Edge cases and gotchas that usually bite on week two

• Monorepos: include package or workspace identity in the fingerprint, or identical filenames across apps will collide.
• Branch-specific noise: a rule inferred on `main` should usually not auto-apply to a long-lived migration branch unless you opt into it.
• Real bugs that look flaky: if a test fails with two signatures, do not assume infrastructure noise. Non-deterministic app code is still app code.
• Silent expiry: never let TTL cleanup just delete a rule. Mark it resolved and keep the audit trail, or you will lose context during re-triage.
• Service outages: decide early whether protected branches fail closed and feature branches fail open. Ambiguity here creates policy drift fast.

The professional upgrade is not the service, it is the policy

The service is just the mechanism. The upgrade is the discipline around it: quarantined tests still run, every rule has an owner, every rule expires, and fresh failures always win over stale assumptions. That is how you stop a flaky integration suite from training your team to ignore red builds.
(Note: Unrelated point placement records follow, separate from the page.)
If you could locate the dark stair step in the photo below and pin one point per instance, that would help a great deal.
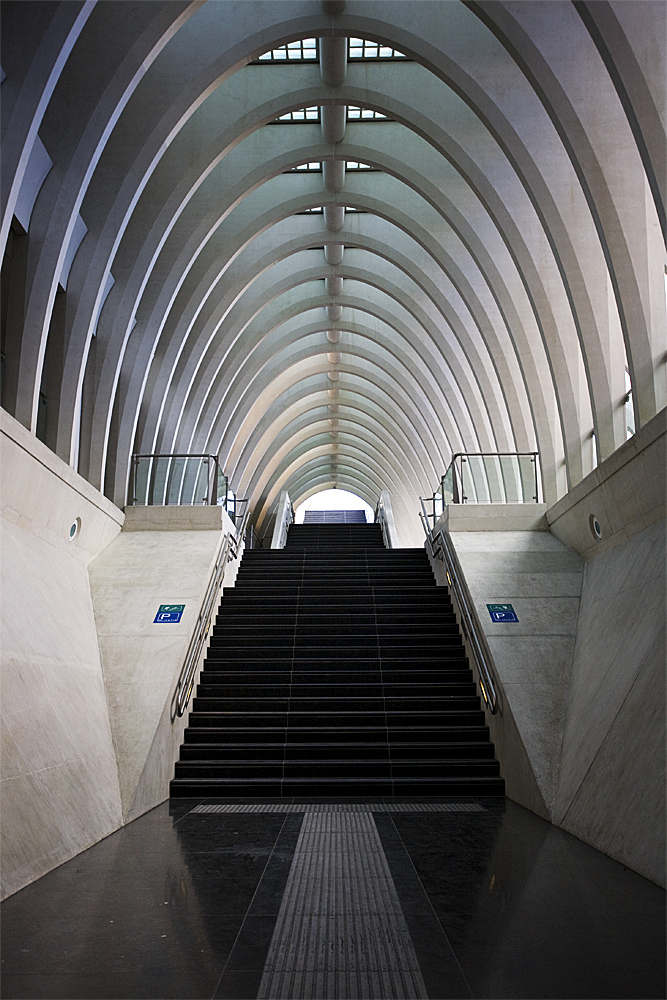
(323, 734)
(307, 751)
(286, 787)
(333, 768)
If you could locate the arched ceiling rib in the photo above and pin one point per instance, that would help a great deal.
(502, 267)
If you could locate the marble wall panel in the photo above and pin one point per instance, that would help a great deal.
(60, 783)
(619, 806)
(541, 578)
(143, 568)
(622, 614)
If you are moving from beginner tooling to professional infrastructure, this is one of the clearest leveling-up moments you can make. You stop treating CI as a slot machine and start treating it as a decision system. Once that happens, green means something again.

That is the real payoff. A quarantine service does not magically fix flaky tests. It fixes the operating model around flaky tests, which is why teams can finally address the root causes in a controlled order instead of firefighting whichever ghost happened to appear in the latest pipeline run.